Lahaina Fire: Deadliest US Fire in a Century

A wildfire destroyed the historical town of Lahaina, former royal capital of Hawaii, on August 9, 2023. Many people burned alive in their homes, unaware that a fire was approaching. Others burned in their cars, stuck in traffic while trying to evacuate, or drowned while trying to escape into the harbor.  Bodies are still being counted (93 so far), but the death toll could be up to 1000.

As fires become more common and more intense, we need to learn fire emergencies like Lahaina so that we can prevent them, or at least reduce the loss of life in the next fire emergency. Please join me in collecting information about what went wrong and what could have been done differently. What challenges did the people of Lahaina face as they tried to escape the flames. What could individuals have done differently to improve their odds of survival? What could the community have done differently to prevent the town from burning or to get people out in time?


  • Comments (7)

    • 2

      First article I saw on this topic, on August 9th. At that time there were only 6 confirmed dead and 20 seriously injured. Those 20 people were airlifted to a hospital on another island due to severe burns. The article talks about residents narrowly escaping the flames by jumping into the harbor.


      “The brush fire in Lahaina is one of at least seven sizable wildfires that firefighters were battling statewide Tuesday amid treacherous conditions — powerful winds, low humidity and dry brush.”

      Winds were 55 mph with gusts up to 80 mph due to a nearby hurricane. Such intense winds helped the fire to spread faster and also prevented fire fighters from using their helicopters for fire suppression or for surveillance.

    • 3

      This has happened before. The “Camp Fire” in 2018 completely destroyed the town of Paradise, and there are striking similarities in how it happened.

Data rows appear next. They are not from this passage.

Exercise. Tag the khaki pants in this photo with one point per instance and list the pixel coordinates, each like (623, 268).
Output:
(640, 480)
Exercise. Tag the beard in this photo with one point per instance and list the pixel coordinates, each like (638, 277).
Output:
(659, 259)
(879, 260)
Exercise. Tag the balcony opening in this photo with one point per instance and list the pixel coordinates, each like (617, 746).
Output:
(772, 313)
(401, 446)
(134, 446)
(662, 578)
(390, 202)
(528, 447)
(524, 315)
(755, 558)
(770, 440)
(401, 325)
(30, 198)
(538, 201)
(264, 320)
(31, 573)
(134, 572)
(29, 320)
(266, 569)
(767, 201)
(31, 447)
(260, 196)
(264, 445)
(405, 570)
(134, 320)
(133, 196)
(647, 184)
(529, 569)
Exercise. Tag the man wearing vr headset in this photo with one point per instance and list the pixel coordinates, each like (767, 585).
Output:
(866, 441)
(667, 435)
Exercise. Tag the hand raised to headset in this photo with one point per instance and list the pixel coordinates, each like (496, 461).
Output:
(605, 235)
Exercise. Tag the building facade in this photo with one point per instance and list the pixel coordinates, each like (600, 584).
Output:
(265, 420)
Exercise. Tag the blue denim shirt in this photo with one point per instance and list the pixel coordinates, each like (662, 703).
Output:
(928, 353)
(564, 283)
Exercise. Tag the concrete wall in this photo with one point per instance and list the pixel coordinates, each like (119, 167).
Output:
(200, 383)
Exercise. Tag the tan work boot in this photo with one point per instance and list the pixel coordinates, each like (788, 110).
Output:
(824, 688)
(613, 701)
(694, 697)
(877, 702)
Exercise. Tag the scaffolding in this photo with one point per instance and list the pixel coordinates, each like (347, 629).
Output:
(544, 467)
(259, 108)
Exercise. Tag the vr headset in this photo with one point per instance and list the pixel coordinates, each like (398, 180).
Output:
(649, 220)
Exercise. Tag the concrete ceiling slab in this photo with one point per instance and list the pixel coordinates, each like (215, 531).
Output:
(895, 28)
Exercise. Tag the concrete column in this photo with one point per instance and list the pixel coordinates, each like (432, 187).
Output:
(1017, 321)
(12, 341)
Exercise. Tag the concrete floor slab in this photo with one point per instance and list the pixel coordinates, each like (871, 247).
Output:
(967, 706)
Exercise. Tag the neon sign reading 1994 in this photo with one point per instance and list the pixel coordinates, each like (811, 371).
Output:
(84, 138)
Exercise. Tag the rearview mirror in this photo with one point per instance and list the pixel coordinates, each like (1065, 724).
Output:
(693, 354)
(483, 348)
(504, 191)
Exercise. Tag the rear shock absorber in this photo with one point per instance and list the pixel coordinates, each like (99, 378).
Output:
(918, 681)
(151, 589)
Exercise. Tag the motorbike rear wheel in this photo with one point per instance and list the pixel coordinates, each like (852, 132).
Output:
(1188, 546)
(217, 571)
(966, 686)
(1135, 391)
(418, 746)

Watch the two documentaries to learn more about wildfire survival.


      Some of my big takeaways from the Paradise fire documentaries, every one of which applied to the Lahaina documentary:

      1. I may need to evacuate with little to no warning.
      2. My first warning might be from looking out the window.
      3. Emergency responders may not know any more about the situation than I could learn by looking out the window.
      4. Even if emergency responders try to alert me, and even if I signed up for those alerts, the rarely tested alert system may fail to alert me.
      5. A car evacuation could suddenly turn into a running evacuation due to congestion.
      6. A running evacuation could suddenly turn into sheltering in place at some random place as escape routes are cut off.
    • 1

      Detailed timeline of the Lahaina fire:

      Lahaina Fire and Evacuation Timeline
      byu/BelievingDisbeliever inHawaii

    • 1

      Colorado Jones shared an article in the weekly news thread that explains why the cell phone alerts went to some residents and not others.

      Maui Sent an Evacuation Alert. Why Did So Few People Get It?


      The Hawaii wildfire offered insights into the promises and shortcomings of a wireless alert system that relies on cellphones for emergency warnings.

    • 1

      The Deadly Maui Inferno Hour by Hour

      Very detailed timeline that shows lots of explanations and video evidence, with everything clearly marked on a map for context.


    • 2
    • 1

      In survey of Lahaina wildfire survivors, 75% have respiratory issues. When preparing for wildfires, we should think not only of staying alive but also of staying healthy. That might include avoiding smoke, air filtration, respirators, and getting prompt treatment.